Si vous êtes marié, demandez à votre femme si vous êtes appelé. Je sais, j’entends votre objection: « Nous sommes des complémentaristes! » Non, c’est le complémentarisme dans ce qu’il a de meilleur. Quand les choses ont mal tourné, ma femme n’a jamais cessé de m’encourager à aller de l’avant. Elle m’a même énergiquement exhorté quand je pataugeais dans le bourbier de l’auto-apitoiement. Elle m’a rappelé que les événements survenus dans l’Église n’avaient rien à voir avec mon appel et tout à voir avec la bonté et la miséricorde de Dieu. Il était en train de me sanctifier dans son laboratoire de souffrance (une vérité qu’elle m’avait entendu prêcher des dizaines de fois).
Pendant que Dieu me brisait, il renforçait Lisa. Personne ne me connaît mieux qu’elle. Elle peut lire dans mon cœur. Elle connaît mes forces et mes faiblesses, ce que je sais faire et ce que je ne sais pas faire. Sans ses encouragements constants, je ne serais probablement pas pasteur aujourd’hui. Je suis heureux que Dieu m’ait donné une femme attachée à lui et pleine de sagesse, une femme qui ne craint pas de formuler ce que j’ai besoin d’entendre.
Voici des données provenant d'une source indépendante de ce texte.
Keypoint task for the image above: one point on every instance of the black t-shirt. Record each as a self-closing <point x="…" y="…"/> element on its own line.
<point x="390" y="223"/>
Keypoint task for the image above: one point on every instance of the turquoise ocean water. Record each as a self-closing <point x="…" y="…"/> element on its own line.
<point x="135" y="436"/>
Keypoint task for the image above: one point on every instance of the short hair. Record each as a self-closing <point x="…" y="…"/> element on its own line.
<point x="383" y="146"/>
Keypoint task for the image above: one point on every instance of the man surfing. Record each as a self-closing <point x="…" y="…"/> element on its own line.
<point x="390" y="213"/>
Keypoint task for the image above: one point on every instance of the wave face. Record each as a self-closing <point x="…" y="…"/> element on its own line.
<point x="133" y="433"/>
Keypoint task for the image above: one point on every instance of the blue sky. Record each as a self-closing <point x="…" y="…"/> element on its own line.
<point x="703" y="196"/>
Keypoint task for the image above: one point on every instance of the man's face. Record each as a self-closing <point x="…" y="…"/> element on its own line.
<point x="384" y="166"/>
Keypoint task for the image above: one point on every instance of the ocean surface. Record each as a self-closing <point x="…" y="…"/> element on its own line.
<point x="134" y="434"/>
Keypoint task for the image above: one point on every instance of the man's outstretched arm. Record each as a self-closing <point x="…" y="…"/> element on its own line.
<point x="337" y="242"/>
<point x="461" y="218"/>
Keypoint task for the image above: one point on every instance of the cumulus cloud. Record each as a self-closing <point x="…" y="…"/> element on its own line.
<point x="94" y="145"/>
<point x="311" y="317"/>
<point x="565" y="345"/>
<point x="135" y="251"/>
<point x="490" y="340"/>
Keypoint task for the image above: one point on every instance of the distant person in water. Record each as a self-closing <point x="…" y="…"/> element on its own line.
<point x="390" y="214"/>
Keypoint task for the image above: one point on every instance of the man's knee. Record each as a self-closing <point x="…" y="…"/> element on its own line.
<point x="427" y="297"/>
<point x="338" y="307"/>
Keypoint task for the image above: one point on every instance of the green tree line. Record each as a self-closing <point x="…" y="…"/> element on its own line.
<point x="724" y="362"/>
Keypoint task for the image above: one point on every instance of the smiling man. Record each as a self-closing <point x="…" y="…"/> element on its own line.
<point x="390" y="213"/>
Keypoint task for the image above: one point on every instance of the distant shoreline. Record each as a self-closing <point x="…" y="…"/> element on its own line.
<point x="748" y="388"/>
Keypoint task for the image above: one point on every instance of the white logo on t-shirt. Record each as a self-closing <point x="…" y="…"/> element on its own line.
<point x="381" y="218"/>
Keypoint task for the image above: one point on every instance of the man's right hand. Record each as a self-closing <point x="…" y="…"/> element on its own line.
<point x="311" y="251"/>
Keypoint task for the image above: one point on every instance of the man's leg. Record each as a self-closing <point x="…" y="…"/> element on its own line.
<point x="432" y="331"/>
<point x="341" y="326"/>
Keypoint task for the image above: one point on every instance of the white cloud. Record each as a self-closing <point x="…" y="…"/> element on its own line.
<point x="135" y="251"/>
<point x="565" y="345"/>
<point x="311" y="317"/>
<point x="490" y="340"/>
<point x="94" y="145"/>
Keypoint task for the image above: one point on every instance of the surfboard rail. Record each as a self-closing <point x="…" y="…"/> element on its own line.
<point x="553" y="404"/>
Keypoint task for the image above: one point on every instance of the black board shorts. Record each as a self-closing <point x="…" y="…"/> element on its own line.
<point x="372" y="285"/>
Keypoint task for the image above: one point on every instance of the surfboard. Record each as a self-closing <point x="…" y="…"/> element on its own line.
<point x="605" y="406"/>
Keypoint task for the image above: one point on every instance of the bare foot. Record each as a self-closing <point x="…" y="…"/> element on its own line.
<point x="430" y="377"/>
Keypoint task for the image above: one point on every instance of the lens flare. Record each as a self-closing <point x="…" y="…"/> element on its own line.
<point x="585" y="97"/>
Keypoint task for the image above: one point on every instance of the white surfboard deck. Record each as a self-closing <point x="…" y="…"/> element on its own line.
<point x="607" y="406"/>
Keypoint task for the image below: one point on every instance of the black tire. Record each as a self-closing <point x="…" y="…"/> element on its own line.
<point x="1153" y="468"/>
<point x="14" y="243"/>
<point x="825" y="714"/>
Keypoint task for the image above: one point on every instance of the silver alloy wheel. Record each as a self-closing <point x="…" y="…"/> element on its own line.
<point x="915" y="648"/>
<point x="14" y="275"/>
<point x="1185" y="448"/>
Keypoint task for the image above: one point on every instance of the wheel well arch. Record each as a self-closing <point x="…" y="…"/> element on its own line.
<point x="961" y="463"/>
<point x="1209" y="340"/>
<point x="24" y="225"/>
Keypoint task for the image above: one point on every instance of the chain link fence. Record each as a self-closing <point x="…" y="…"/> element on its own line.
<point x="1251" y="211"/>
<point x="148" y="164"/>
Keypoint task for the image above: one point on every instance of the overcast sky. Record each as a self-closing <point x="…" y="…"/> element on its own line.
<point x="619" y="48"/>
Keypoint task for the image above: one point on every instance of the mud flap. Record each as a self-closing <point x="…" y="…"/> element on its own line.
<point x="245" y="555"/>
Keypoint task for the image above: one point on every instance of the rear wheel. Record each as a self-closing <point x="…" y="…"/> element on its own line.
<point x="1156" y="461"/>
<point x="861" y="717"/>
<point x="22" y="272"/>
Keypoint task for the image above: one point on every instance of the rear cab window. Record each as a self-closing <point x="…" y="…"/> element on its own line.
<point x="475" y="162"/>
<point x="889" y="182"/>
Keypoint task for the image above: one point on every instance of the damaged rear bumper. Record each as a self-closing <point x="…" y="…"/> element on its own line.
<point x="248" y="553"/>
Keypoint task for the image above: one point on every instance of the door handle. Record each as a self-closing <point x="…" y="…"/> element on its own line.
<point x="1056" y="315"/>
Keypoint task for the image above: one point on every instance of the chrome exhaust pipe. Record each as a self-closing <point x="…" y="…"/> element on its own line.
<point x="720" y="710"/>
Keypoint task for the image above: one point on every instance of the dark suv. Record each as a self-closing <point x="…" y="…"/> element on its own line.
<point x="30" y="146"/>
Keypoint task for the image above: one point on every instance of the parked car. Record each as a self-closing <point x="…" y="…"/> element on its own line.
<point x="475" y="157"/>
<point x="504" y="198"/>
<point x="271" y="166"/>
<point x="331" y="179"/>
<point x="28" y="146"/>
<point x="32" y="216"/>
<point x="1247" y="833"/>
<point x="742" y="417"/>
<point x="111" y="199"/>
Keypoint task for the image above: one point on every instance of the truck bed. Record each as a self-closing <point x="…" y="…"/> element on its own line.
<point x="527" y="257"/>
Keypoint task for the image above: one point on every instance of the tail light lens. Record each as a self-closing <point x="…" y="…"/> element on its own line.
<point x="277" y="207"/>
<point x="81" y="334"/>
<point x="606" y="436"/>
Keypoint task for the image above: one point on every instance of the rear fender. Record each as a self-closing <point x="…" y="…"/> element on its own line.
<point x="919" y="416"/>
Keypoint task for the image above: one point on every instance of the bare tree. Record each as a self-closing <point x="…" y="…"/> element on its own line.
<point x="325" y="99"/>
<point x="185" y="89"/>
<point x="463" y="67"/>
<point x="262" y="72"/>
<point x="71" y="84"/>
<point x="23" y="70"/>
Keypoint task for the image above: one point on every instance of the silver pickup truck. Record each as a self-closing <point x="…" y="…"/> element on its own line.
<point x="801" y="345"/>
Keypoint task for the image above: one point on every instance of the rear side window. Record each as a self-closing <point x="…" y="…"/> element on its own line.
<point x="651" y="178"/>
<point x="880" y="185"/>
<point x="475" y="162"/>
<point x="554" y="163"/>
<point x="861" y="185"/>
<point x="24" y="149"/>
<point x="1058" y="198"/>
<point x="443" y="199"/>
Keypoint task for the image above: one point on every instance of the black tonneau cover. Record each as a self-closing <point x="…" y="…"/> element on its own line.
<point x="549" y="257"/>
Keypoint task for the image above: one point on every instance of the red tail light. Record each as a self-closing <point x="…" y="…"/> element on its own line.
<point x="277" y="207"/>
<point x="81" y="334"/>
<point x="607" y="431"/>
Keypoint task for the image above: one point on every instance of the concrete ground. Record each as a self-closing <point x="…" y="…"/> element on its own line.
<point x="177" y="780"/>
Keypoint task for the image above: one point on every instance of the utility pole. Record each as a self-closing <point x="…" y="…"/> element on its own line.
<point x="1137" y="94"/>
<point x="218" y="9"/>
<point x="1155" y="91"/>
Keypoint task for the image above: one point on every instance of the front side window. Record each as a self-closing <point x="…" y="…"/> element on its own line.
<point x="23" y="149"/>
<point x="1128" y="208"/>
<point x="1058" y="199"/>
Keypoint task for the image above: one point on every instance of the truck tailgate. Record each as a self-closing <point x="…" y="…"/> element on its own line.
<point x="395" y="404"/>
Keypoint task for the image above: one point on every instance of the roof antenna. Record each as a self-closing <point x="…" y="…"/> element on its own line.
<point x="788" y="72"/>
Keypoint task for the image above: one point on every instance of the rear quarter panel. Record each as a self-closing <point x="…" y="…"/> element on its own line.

Je suis reconnaissant que Dieu ait brisé mon entêtement et m’ait donné des oreilles pour entendre ses reproches bienveillants (mais fermes, parfois). Demandez à votre femme si elle pense que vous êtes appelé et puis écoutez-la.
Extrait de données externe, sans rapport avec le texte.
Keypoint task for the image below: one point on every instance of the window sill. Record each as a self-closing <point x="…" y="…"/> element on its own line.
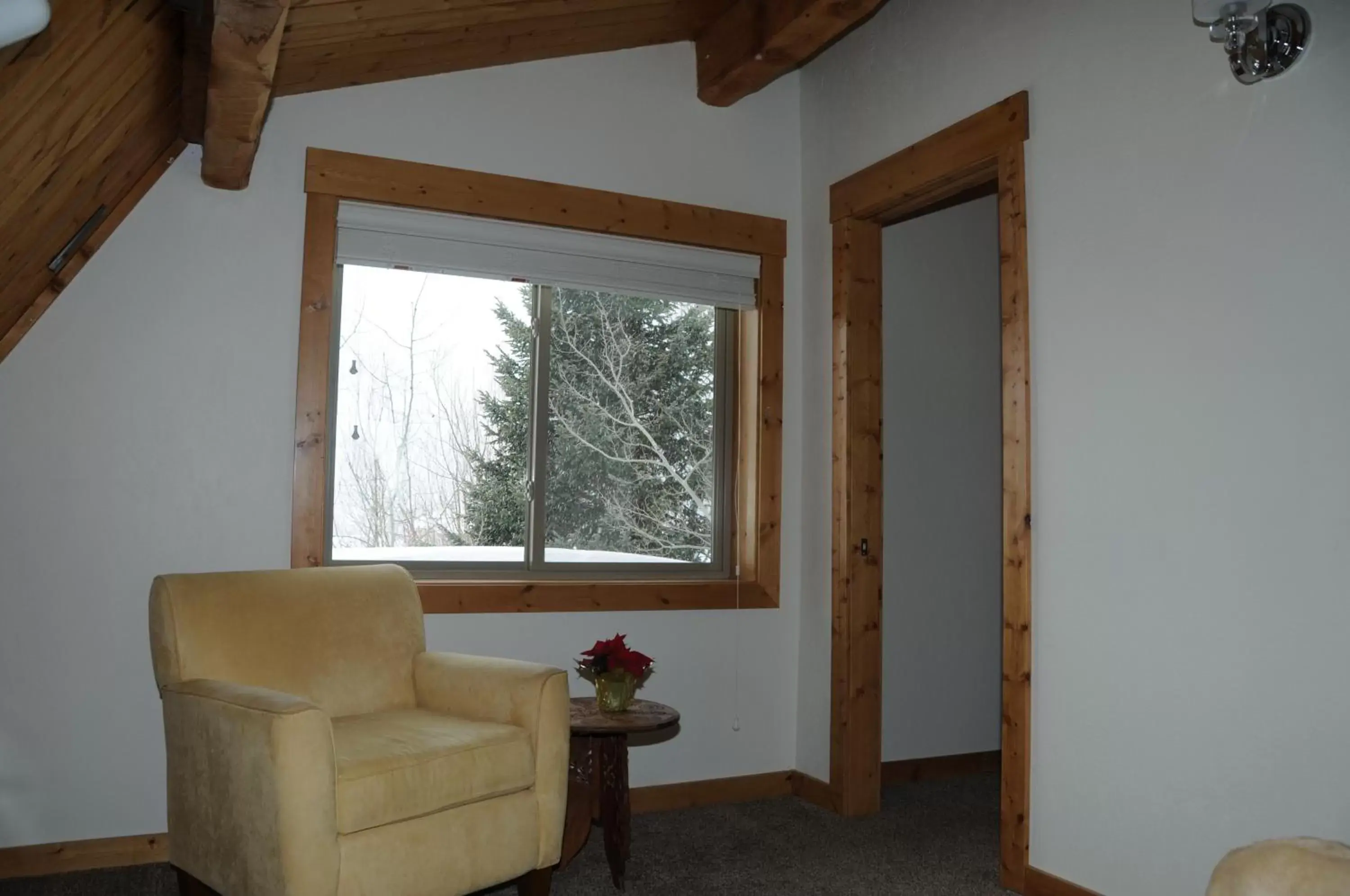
<point x="592" y="596"/>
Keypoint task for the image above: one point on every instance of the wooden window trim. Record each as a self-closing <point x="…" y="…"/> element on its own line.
<point x="333" y="176"/>
<point x="981" y="152"/>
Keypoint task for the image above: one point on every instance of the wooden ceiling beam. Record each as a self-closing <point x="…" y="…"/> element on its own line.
<point x="295" y="76"/>
<point x="245" y="44"/>
<point x="755" y="42"/>
<point x="443" y="25"/>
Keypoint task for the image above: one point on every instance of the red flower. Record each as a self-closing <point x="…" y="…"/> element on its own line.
<point x="613" y="655"/>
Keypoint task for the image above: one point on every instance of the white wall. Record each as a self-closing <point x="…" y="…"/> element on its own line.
<point x="1191" y="428"/>
<point x="146" y="424"/>
<point x="943" y="467"/>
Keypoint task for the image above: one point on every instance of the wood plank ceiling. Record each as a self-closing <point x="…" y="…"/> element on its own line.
<point x="331" y="44"/>
<point x="92" y="108"/>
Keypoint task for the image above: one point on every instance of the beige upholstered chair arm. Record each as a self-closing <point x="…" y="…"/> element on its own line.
<point x="526" y="694"/>
<point x="252" y="790"/>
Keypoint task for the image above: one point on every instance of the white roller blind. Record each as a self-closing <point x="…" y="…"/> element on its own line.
<point x="388" y="237"/>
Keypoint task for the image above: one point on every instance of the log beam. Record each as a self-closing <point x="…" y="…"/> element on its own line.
<point x="755" y="42"/>
<point x="245" y="44"/>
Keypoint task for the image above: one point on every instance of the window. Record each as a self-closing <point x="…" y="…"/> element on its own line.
<point x="562" y="261"/>
<point x="518" y="401"/>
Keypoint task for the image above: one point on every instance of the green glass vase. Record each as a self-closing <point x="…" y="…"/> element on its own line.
<point x="615" y="691"/>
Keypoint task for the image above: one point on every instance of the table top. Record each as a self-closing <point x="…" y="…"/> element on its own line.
<point x="642" y="716"/>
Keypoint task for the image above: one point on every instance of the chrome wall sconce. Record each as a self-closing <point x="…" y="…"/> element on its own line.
<point x="1263" y="41"/>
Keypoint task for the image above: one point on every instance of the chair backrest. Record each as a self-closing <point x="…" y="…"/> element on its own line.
<point x="343" y="637"/>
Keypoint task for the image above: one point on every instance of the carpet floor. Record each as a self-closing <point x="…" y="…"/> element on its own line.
<point x="932" y="838"/>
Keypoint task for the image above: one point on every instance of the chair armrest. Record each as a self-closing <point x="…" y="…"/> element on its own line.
<point x="252" y="788"/>
<point x="528" y="695"/>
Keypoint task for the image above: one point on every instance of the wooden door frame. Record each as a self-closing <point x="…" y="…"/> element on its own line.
<point x="979" y="153"/>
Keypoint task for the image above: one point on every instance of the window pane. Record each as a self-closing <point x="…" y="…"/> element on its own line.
<point x="632" y="454"/>
<point x="432" y="385"/>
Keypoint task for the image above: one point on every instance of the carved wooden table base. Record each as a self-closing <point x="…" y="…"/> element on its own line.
<point x="597" y="787"/>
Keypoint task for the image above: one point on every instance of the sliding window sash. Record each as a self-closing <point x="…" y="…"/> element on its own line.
<point x="534" y="564"/>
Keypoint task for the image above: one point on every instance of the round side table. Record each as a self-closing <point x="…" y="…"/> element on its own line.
<point x="597" y="787"/>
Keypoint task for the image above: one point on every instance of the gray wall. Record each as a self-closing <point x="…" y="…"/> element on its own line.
<point x="1190" y="415"/>
<point x="943" y="471"/>
<point x="146" y="424"/>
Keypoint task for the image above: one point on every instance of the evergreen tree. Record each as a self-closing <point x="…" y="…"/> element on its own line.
<point x="630" y="426"/>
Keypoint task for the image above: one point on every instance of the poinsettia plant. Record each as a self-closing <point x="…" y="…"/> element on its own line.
<point x="613" y="655"/>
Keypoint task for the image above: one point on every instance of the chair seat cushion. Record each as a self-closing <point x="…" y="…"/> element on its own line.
<point x="408" y="763"/>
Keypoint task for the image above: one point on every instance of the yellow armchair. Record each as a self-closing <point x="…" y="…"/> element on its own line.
<point x="316" y="748"/>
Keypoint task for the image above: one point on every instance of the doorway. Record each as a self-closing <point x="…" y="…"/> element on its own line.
<point x="976" y="156"/>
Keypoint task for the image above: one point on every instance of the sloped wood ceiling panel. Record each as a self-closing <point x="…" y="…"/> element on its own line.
<point x="331" y="44"/>
<point x="86" y="110"/>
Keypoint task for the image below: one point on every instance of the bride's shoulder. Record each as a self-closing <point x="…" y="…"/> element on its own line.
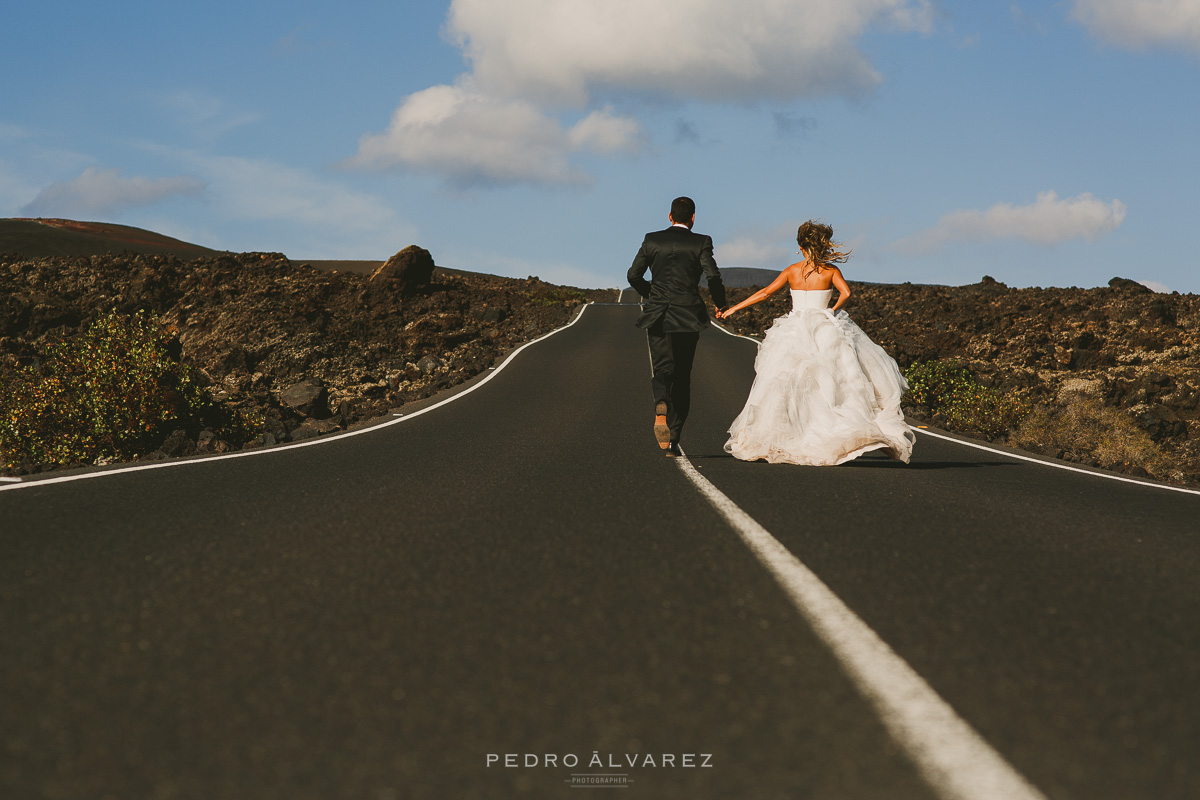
<point x="792" y="274"/>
Je ne suis pas un grand fan des « versets pour ta vie », trop souvent issus d’une lecture superficielle de l’Écriture, mal interprétés et sortis du contexte. Mais peu de temps après avoir quitté ma charge de pasteur en 1997, j’étudiais le livre des Actes lorsqu’un verset a capté mon attention. Un simple verset. Ce verset est la meilleure formulation jamais donnée de la mission pastorale. Et puisqu’il s’agit de la parole de Dieu, elle ne s’applique pas seulement à moi. Elle résume donc bien l’appel de chaque serviteur de Jésus:
Ma vie m’importe peu, je ne lui accorde aucun prix; mon but c’est d’aller jusqu’au bout de ma course et d’accomplir pleinement le service que le Seigneur m’a confié c’est-à-dire de proclamer la Bonne Nouvelle de la grâce de Dieu.
Actes 20.24, BDS
Peut-être vous demandez-vous si tout ce stress et cette tension en valent vraiment la peine. Certains de vos fidèles pensent peut-être avoir démasqué le charlatan que vous êtes derrière votre image de pasteur. Mais lorsque vous vous êtes donné tout entier au ministère (à plus forte raison quand vous êtes devenu chrétien), vous avez cédé votre titre de propriété à Jésus. Votre vie n’est plus à vous. Alors, n’abandonnez rien parce qu’au fond, votre petite personne n’est pas le grand enjeu. Votre tâche n’est pas de vous construire une vie respectable digne de la classe moyenne, mais d’aller jusqu’au bout de la course et du ministère que la divine providence vous a confié. Considérez vos afflictions comme un sujet de grande joie (Jc 1.2) et consacrez votre vie à témoigner du glorieux Évangile de la grâce de Dieu.